Behap Global requires those who transfer personal data to comply with adequate standards of confidentiality, protection and security, especially when such third parties are located in countries that do not have adequate data protection legislation in accordance with the parameters established by the authorities and regulations of Argentina.
Content of the Information Provided to the Personal Data Subject
The information provided to the holder of the personal data must be clear, uncoded, and accompanied by an explanation in accessible language. The information must be complete, covering the entire record pertaining to the holder, even if the request only includes one aspect of the personal data. Third party data must not be disclosed.
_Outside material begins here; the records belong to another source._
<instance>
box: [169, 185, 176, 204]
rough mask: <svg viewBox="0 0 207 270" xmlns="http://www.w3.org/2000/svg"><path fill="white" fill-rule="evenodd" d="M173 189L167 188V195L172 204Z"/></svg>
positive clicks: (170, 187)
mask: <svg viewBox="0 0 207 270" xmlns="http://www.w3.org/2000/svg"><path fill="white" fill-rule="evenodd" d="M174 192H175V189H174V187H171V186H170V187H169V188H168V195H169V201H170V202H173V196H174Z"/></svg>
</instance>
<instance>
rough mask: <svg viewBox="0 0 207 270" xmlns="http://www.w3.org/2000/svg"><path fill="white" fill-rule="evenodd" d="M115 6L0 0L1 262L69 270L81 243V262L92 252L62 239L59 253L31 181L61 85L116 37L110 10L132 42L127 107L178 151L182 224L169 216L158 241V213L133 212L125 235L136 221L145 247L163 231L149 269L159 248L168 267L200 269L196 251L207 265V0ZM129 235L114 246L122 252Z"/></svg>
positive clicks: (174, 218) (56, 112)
The holder may choose to receive the information in writing, by electronic, telephonic, image, or other appropriate means.
Right of Rectification, Update or Deletion
The holder has the right to rectification, updating, deletion or confidentiality of their personal data in a database. The responsible must perform the necessary actions within five (5) business days from the receipt of the claim or the detection of the error.
Failure to comply with this obligation allows the data subject to initiate actions for the protection of personal data or habeas data according to Law 25.326. In case of transfer of data, the data controller must notify the transferee about the rectification or deletion within five business days.
Deletion will not take place if it would prejudice the rights of third parties or if there is a legal obligation to retain the data. During error checking, the person responsible must block the file or indicate that it is under review.
Personal data must be retained in accordance with the applicable provisions or contractual provisions between the controller and the holder.
Area Responsible for Processing Doubts, Petitions, Complaints and/or Claims
For questions, requests, complaints, claims or requests for rectification, updating or deletion of data, the holder should send a note to the following email addresselectrónico:info@behapacademy.com, or to the following address:
Attn: IT Security Dept.
Behap Global will process such notice within ten (10) days of receipt, using the contact information provided.
The Agency of Access to Public Information, located at Av. Pte Gral Julio A. Roca 710, 2nd floor, Ciudad Autónoma de Buenos Aires, T.E. 011-2821-0047, is the controlling body of Law 25.326 and handles complaints and claims related to the protection of personal data.
Customer, Supplier and Staff Commitment
Customers, suppliers and employees must act in accordance with these policies and the Personal Data Protection Law No. 25,326.
Security Measures for the Processing and Retention of Personal Data
Behap Global, its suppliers and customers must comply with the security levels established by Provisions 11/2006 and 9/2008. The company implements practical, technical and organizational measures to ensure the security of personal information, preventing unauthorized access, destruction, modification or disclosure of data, in accordance with art. 9 of Law 25.326 and the aforementioned provisions.
The Technology and Systems area of the company is responsible for complying with information security regulations through approved policies, standards and procedures.